The places that we live in aren’t a trivial matter. Simple things, like the amount of floor space we have per person, have huge knock-on effects. They have a profound and measurable influence on everything from the quality of our relationships to our risk of health conditions such as depression or asthma – and British homes are the smallest in Europe.

The only serious answer to all this is a massive program of social housing construction, the public buying up or confiscation of existing private rental properties, and the opening up of empty homes. These are demands we will never see realised without mass pressure, and such pressure does not exist yet. But a stepping stone towards it – rent control – is well within reach. If we’re going to live like crap, we can at least stop paying through the nose for it.

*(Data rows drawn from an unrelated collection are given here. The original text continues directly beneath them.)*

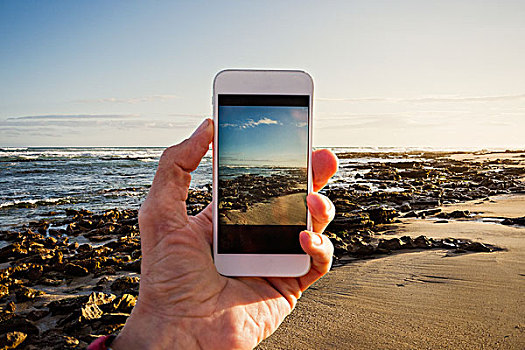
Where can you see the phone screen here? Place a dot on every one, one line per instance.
(262, 173)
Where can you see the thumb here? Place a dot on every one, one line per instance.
(178, 161)
(189, 152)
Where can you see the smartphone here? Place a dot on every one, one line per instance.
(262, 173)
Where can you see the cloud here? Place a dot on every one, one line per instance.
(430, 99)
(74, 116)
(131, 100)
(250, 123)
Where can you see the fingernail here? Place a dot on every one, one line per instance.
(328, 203)
(316, 240)
(201, 127)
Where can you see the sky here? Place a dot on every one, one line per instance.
(386, 73)
(258, 136)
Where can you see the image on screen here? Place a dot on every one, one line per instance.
(262, 173)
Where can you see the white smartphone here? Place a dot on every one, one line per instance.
(262, 153)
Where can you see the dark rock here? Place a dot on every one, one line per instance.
(133, 266)
(405, 207)
(66, 305)
(514, 221)
(89, 312)
(390, 244)
(12, 340)
(20, 324)
(26, 294)
(4, 291)
(36, 315)
(382, 215)
(75, 270)
(125, 303)
(422, 242)
(125, 283)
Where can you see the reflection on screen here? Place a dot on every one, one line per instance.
(262, 166)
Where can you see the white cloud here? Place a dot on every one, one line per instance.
(250, 123)
(426, 99)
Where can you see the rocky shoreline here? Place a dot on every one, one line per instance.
(64, 282)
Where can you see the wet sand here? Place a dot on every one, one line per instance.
(287, 210)
(429, 299)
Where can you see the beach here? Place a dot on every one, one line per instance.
(429, 253)
(428, 299)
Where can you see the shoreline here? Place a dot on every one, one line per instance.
(427, 299)
(406, 240)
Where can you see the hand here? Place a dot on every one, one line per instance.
(183, 301)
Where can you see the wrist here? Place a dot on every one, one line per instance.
(145, 330)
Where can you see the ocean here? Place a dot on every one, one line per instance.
(36, 181)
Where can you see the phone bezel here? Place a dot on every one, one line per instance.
(260, 82)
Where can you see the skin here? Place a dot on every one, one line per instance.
(183, 301)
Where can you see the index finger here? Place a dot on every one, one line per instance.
(324, 166)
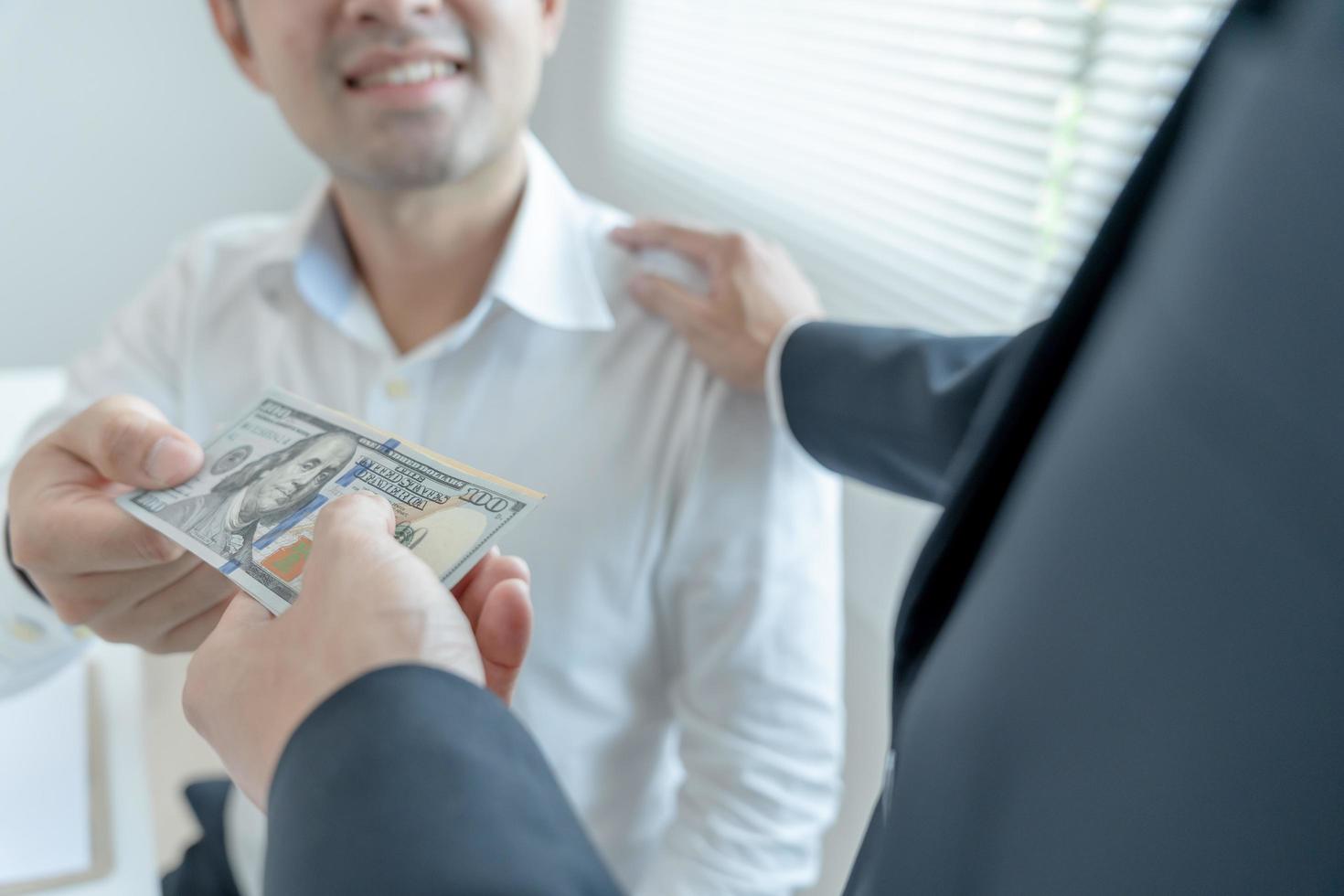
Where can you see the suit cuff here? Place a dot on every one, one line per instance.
(773, 382)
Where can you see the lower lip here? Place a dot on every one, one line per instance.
(418, 94)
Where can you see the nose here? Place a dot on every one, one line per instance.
(390, 12)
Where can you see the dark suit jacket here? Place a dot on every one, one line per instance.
(1121, 657)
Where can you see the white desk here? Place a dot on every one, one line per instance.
(23, 395)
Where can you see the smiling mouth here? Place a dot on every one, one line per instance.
(408, 74)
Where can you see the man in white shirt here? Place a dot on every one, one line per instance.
(451, 286)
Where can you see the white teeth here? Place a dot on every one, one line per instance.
(411, 73)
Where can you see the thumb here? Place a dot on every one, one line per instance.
(671, 301)
(243, 613)
(354, 517)
(352, 534)
(502, 635)
(126, 440)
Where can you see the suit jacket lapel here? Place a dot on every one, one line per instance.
(1029, 382)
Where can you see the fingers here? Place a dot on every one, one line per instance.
(192, 633)
(151, 621)
(671, 301)
(240, 614)
(503, 635)
(80, 598)
(489, 572)
(355, 516)
(78, 531)
(126, 440)
(699, 246)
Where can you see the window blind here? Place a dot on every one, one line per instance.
(932, 163)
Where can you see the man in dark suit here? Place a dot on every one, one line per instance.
(1121, 657)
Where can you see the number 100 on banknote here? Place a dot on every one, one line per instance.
(251, 509)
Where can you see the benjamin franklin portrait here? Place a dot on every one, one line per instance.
(261, 493)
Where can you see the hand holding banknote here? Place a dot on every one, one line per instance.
(91, 561)
(366, 603)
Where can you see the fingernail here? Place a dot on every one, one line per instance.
(171, 461)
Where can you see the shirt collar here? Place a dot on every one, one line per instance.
(545, 272)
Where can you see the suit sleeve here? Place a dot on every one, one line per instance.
(890, 407)
(413, 781)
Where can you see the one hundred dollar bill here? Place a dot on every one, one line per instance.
(251, 509)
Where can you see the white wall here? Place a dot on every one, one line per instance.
(123, 125)
(883, 534)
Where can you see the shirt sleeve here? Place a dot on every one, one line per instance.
(137, 355)
(750, 590)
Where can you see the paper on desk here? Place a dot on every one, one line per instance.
(45, 804)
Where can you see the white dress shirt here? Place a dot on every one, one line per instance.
(684, 676)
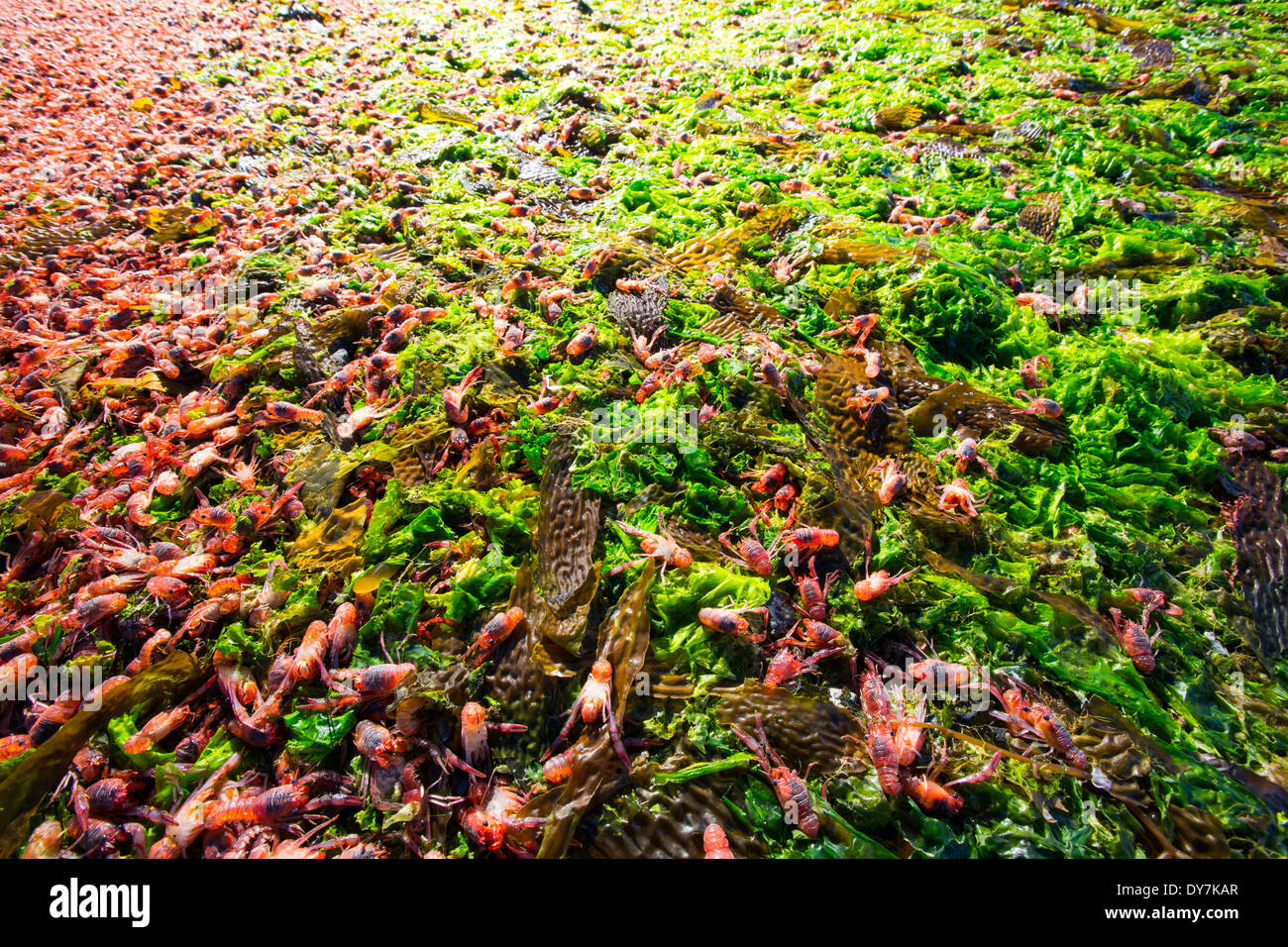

Rent control is a paradoxical policy in that it enjoys massive public support – 64% nationally according to Survation polling – but has almost no mainstream advocates. Many economists, including prominent Keynesians like Paul Krugman, think it’s a terrible idea. Even housing campaigning organisations like Shelter advise against it. A hint of support for the policy has come from John McDonnell and the Labour Party since Jeremy Corbyn’s election as leader, but that’s about it, and their tentative backing of it has attracted total opprobrium from critics in the press. So are rent controls sensible, or just well-meaning economic illiteracy? Can we make the cost of living fairer? Or is it a matter of sheer fiscal inevitability that my friend Stella pays £350 a month to live in an actual cupboard?

The doom-mongering around rent controls really centres on the idea that any form of price control is bad. The line of criticism is exactly the same as it is for those who are against the minimum wage, which is that if price is controlled, supply (of either housing or jobs) will fall as employers and landlords cannot make profit any more.  Let’s be clear. It’s not that price controls cannot have the effects their naysayers predict:  If you were to jack the minimum wage up to £1,000 per hour, jobs really would disappear. But few outside of the fringe right would object to the existence of any minimum wage at all. Even the Tories nominally agree with it, and propose meagre increases from time to time.

So the question simply becomes one of how we control prices. Generation Rent suggest a simple and sensible mechanism for determining fair rent costs – monthly rent is capped at one half of the annual council tax rate. So a property in Croydon with an annual council tax bill of £780 would have a maximum rent of £390 per month. The council tax bands are calculated to reflect the actual agreed values of a property, and therefore provide a stable and reasonable estimation of how much it ought to cost to stay there. Generation Rent allows for a landlord opt-out where they can go over this limit, but they must pay a 50% surcharge to a social housing fund. The focus on building social housing is welcome – it is this that will uproot the housing crisis where rent control merely eases the pain – and the suggestion that landlords foot the bill is equally so.

Enemies of rent control, rather like the historical enemies of ending child labour or equal pay for women, tend to squeal that business simply could not go on if any progressive change goes ahead. All controls are painted as the lunatic equivalent of a £1,000/ hour minimum wage, destined to hurt those the policy is designed to protect.

A good modern parallel for this is the Fight for $15 campaign in the US. Seattle-based socialist Kshama Sawant spearheaded a grassroots campaign for this increase a couple of years ago, and predictably enough the US establishment shot into overdrive, claiming that the policy would cause mass unemployment. Bosses simply cannot pay a burger-flipper $15! They’d go out of business! They’d die! Well, surprise surprise – there’s been no significant damage to the employment rate.

The fact is, employers lie about the wages they are able to pay in order to protect their profit rate, and landlords do the same with rent. That is exactly what you’d expect in a market system. But there isn’t the slightest reason we should bow to them unless they produce real, credible evidence that the tenant would lose out.  When landlords and bosses have lost their yachts and their luxury cars, when they’ve sold their villas to keep liquidity going and stand shivering in the food bank queue next to us, we can start talking. Until then, they’ll have to tighten their belts, and maybe attend some mandatory motivation workshops. We’re all in this together, after all.